Abstract

Endoxylanases belonging to family 10 of the glycoside hydrolases (GH10) are versatile in the use of different substrates. Thus, an understanding of the molecular mechanisms underlying substrate specificities could be very useful in the engineering of GH10 endoxylanases for biotechnological purposes. Herein, we analyzed XynA, an endoxylanase that contains a (beta/alpha)(8)-barrel domain and an intrinsically disordered region (IDR) of 29 amino acids at its amino end. Enzyme activity assays revealed that the elimination of the IDR resulted in a mutant enzyme (XynA UDelta;29) in which two new activities emerged: the ability to release xylose from xylan, and the ability to hydrolyze p-nitrophenyl-beta-d-xylopyranoside (pNPXyl), a substrate that wild-type enzyme cannot hydrolyze.
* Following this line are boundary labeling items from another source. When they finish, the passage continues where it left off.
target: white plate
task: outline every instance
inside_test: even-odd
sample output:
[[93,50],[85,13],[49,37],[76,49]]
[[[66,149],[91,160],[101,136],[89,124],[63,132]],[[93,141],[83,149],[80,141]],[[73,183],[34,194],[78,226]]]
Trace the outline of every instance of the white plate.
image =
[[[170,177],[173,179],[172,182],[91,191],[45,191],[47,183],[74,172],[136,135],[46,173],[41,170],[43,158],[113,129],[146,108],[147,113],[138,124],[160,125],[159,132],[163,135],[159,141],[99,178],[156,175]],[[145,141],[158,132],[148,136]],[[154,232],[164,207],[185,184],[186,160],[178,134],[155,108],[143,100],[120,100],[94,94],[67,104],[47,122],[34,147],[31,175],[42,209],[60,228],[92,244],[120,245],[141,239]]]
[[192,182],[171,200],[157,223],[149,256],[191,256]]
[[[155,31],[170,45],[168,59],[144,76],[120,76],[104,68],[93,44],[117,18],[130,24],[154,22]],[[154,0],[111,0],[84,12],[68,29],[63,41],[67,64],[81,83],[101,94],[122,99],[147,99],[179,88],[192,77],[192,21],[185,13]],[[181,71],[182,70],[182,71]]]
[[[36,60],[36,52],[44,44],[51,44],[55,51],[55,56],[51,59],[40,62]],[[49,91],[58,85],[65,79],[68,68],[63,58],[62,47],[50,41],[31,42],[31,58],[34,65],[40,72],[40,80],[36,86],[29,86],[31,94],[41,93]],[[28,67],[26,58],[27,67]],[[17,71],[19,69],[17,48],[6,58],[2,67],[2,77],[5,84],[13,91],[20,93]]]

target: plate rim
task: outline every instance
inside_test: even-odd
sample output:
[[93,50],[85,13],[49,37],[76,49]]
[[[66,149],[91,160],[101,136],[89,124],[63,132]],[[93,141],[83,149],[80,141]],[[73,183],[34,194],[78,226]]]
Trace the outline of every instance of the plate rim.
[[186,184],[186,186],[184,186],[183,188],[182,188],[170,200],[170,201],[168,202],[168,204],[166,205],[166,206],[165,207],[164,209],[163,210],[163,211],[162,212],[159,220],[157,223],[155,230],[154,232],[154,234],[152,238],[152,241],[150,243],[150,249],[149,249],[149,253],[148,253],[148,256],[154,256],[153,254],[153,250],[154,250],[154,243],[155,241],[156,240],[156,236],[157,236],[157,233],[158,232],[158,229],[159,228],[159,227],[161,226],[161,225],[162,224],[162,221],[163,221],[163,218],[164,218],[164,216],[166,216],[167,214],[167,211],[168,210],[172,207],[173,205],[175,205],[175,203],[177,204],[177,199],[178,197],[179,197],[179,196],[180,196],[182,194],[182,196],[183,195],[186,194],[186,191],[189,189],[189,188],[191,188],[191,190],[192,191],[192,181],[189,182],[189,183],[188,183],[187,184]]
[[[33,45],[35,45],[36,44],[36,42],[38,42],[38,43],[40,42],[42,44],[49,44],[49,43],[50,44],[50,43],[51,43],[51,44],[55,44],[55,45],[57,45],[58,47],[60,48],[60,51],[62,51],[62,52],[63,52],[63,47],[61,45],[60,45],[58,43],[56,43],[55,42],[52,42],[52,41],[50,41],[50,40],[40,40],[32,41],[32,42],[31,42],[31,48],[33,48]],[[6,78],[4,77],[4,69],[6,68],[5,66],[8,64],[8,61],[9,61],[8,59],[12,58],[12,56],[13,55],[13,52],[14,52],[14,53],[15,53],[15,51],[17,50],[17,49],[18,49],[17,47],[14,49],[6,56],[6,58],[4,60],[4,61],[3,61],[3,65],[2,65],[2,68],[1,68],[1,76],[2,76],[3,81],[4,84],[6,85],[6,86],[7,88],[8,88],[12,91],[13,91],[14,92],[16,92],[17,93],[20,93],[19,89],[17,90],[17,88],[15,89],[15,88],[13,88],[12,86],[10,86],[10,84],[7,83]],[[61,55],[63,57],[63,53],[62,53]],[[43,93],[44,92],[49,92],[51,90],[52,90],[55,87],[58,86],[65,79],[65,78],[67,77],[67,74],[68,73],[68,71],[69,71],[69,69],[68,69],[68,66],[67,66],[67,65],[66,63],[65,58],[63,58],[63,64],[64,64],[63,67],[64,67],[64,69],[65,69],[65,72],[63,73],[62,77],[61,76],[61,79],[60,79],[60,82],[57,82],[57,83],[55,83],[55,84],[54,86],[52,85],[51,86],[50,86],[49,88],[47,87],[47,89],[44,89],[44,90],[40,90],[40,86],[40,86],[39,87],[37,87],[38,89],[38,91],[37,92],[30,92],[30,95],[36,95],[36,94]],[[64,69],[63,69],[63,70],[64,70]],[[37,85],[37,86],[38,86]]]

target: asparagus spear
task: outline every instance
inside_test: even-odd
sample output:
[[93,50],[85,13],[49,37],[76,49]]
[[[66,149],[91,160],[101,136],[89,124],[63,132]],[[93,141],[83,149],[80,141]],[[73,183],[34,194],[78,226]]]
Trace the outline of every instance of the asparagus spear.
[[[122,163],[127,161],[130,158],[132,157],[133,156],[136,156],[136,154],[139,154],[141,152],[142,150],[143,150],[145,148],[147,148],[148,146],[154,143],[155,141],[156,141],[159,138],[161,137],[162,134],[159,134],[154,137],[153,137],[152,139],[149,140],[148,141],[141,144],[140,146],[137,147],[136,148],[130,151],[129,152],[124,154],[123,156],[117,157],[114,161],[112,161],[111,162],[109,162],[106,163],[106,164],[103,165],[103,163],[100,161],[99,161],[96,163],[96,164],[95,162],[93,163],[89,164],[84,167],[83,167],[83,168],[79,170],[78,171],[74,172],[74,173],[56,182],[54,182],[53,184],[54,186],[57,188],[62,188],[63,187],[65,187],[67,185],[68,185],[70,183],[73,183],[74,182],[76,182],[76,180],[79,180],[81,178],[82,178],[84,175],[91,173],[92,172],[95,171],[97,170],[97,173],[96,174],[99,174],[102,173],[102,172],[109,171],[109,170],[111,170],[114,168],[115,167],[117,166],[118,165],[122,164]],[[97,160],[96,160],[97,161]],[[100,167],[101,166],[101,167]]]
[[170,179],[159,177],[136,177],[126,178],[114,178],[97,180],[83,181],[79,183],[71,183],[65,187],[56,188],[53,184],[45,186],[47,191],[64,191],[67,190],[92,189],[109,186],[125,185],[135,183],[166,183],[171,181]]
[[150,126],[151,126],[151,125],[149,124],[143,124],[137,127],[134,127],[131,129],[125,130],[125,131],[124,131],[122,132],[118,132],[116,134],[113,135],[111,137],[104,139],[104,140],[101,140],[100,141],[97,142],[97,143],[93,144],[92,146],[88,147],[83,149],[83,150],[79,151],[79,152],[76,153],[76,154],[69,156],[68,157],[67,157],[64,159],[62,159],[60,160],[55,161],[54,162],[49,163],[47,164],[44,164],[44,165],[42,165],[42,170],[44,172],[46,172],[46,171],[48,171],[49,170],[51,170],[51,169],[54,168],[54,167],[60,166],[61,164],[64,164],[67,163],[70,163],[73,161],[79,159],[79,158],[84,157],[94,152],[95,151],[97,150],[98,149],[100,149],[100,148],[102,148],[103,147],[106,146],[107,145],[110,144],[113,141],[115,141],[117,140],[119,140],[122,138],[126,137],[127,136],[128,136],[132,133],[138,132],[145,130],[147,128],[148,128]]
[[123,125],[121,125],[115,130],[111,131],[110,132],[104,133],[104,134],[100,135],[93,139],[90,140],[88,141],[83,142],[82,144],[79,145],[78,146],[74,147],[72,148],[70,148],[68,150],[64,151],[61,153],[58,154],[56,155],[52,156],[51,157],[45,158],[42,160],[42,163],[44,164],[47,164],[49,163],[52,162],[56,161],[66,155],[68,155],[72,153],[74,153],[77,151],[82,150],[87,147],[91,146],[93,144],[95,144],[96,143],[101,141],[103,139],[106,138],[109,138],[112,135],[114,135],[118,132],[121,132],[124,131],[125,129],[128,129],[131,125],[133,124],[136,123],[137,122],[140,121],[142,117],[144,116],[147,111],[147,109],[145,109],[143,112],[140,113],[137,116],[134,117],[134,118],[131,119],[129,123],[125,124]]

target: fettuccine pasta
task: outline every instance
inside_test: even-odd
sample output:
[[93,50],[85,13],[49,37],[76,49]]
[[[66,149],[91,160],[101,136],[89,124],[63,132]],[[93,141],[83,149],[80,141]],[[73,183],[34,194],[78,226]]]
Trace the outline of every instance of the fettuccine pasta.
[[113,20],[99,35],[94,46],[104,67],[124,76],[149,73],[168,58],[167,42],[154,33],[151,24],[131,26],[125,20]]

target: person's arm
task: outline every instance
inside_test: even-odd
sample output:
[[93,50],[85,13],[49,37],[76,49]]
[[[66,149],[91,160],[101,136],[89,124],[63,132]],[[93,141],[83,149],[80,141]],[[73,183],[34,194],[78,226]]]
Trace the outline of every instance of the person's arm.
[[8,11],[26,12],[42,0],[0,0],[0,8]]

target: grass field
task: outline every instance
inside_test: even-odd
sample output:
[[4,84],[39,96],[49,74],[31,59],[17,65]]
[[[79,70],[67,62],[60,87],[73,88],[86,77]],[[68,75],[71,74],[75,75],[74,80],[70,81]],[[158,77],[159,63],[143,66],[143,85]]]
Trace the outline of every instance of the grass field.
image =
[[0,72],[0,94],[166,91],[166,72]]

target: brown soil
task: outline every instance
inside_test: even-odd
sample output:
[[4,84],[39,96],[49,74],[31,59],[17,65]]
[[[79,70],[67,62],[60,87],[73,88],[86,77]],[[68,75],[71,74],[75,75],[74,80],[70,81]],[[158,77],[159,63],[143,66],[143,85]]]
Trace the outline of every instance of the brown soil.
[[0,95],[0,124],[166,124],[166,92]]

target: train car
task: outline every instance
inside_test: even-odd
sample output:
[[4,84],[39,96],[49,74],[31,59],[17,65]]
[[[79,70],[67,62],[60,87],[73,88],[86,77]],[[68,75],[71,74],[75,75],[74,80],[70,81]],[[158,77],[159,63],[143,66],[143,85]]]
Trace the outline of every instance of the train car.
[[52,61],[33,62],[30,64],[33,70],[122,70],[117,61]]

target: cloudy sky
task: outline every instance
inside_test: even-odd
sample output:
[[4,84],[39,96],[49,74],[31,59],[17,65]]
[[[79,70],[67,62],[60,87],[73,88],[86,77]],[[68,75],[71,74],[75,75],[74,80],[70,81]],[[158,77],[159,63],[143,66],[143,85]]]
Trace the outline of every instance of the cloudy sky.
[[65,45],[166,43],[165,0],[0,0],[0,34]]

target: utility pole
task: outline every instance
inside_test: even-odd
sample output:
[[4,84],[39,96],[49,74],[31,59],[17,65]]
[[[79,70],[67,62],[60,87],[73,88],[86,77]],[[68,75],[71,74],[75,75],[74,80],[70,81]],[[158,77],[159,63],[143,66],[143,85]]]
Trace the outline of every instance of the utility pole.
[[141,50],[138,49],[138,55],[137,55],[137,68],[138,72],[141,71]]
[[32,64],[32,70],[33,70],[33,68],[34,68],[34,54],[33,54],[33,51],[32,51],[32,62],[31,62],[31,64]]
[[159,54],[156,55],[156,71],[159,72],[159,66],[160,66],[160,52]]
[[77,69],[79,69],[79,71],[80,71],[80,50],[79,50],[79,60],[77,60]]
Circular dichroism and tryptophan fluorescence quenching by acrylamide showed changes in secondary structure and increased flexibility of XynA UDelta;29. Molecular dynamics simulations revealed that the emergence of the pNPXyl-hydrolyzing activity correlated with a dynamic behavior not previously observed in GH10 endoxylanases: a hinge-bending motion of two symmetric regions within the (beta/alpha)(8)-barrel domain, whose hinge point is the active cleft. The hinge-bending motion is more intense in XynA UDelta;29 than in XynA and promotes the formation of a wider active site that allows the accommodation and hydrolysis of pNPXyl. Our results open new avenues for the study of the relationship between IDRs, dynamics and activity of endoxylanases, and other enzymes containing (beta/alpha)(8)-barrel domain.